2. The sheet according to claim 1, characterized in that the elastomeric binder is selected from the group consisting of polyurethanes in the form of stabilized aqueous dispersions.

3. The sheet according to claim 2, characterized in that said polyurethane is chosen from high-hardness polyurethanes.

4. The sheet according to claim 1, characterized in that said coating comprises approximately 40 parts of the said silica and approximately 60 parts of the said binder, by dry weight, the sum of the parts of these components making up a total of 100.

5. The sheet according to claim 1, characterized in that said coating includes a crosslinking agent.

6. A banknote paper comprising a security sheet according to claim 1.

7. The sheet according to claim 5, characterized in that said crosslinking agent is a polyaziridine.

8. A coated sheet of security paper comprising cellulose fibers, cotton fibers, synthetic fibers or mixtures thereof, security elements and has a high print quality and a high resistance to circulation, at least one side of said sheet is coated with a coating comprising at least one silica and at least one transparent or translucent elastomeric binder, characterized in that the coating is transparent or translucent and comprises: 30 to 50 parts by dry weight of colloidal silica,50 to 70 parts by dry weight of said elastomeric binder, the sum of the silica and binder making up a total of 100; characterized in that the weight of the coating deposited is between 1 and 15 g/m2 per side by dry weight.

9. The sheet according to claim 8, characterized in that the weight of the coating deposited is between 1 and 10 g/m2 per side by dry weight.

10. The sheet according to claim 9, characterized in that the weight of the coating deposited is between 2 and 7 g/m2 per side by dry weight.
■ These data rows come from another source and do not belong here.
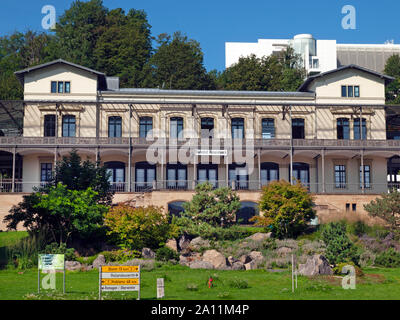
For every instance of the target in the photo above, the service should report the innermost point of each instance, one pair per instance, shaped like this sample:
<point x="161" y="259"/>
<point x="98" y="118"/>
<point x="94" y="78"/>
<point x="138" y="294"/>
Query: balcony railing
<point x="20" y="186"/>
<point x="195" y="142"/>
11. The sheet according to claim 8, characterized in that the weight of the coating deposited is between 2 and 7 g/m2 per side by dry weight, the coating includes a crosslinking agent which is a polyaziridine, the binder is an elastomeric polyurethane, and the silica is a fumed silica.

12. The sheet according to claim 8, characterized in that the weight of the coating deposited is between 2 and 7 g/m2 per side by dry weight and the binder is an elastomeric polyurethane and wherein said coating comprises approximately 40 parts of the said silica and approximately 60 parts of the said binder, by dry weight, the sum of the parts of these components making up a total of 100.
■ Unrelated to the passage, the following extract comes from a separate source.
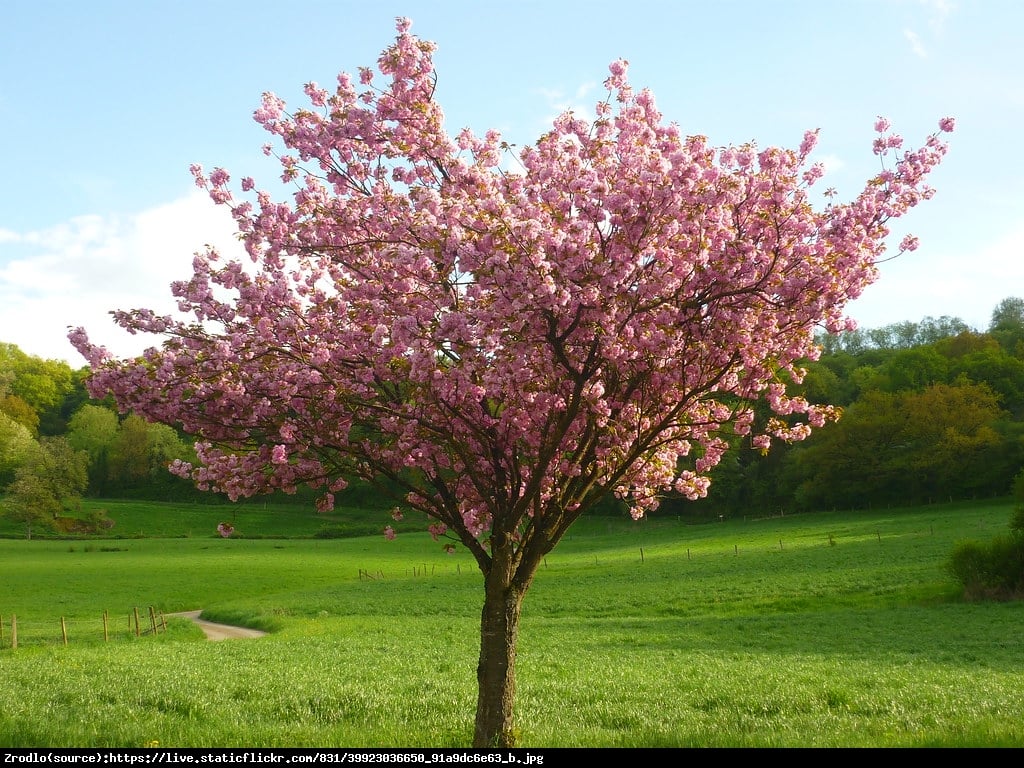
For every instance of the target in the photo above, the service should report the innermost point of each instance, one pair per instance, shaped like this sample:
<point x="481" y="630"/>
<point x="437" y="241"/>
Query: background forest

13. The sheet according to claim 1, wherein the sheet is a paper based on cotton fibres and contains a wet-strength agent.

14. The banknote paper of claim 6, wherein the paper is a paper based on cotton fibres.
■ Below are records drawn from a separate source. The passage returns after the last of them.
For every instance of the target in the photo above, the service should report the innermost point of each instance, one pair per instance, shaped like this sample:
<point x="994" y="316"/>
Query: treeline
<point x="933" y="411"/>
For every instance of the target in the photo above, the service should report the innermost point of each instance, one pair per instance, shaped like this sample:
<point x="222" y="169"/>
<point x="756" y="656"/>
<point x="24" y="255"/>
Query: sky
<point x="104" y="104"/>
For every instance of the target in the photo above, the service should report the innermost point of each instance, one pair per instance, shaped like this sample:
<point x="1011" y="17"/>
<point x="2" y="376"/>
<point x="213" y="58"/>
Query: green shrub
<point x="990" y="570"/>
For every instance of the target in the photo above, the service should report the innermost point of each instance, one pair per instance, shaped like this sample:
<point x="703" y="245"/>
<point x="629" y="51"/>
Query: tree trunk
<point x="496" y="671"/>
15. The sheet according to claim 1, wherein the sheet is a paper based on cellulose fibers.

16. A banknote paper comprising a sized security sheet according to claim 1, with intaglio printing thereon.

17. A banknote paper comprising a sized security sheet according to claim 8, with intaglio printing thereon, wherein the weight of the coating deposited is between 2 and 7 g/m2 per side by dry weight and is contiguous to the sheet, the coating contains a crosslinking agent which is a polyaziridine, the binder is an elastomeric polyurethane, and the silica is a fumed silica.

18. The sheet according to claim 1, wherein the sheet is a paper based on cellulose fibers, cotton fibers or a mixture thereof.

19. The sheet according to claim 8, characterized in that said silica has a specific surface area, measured according to the BET method (DIN 66 131 standard), of between 300 and 400 m2/g.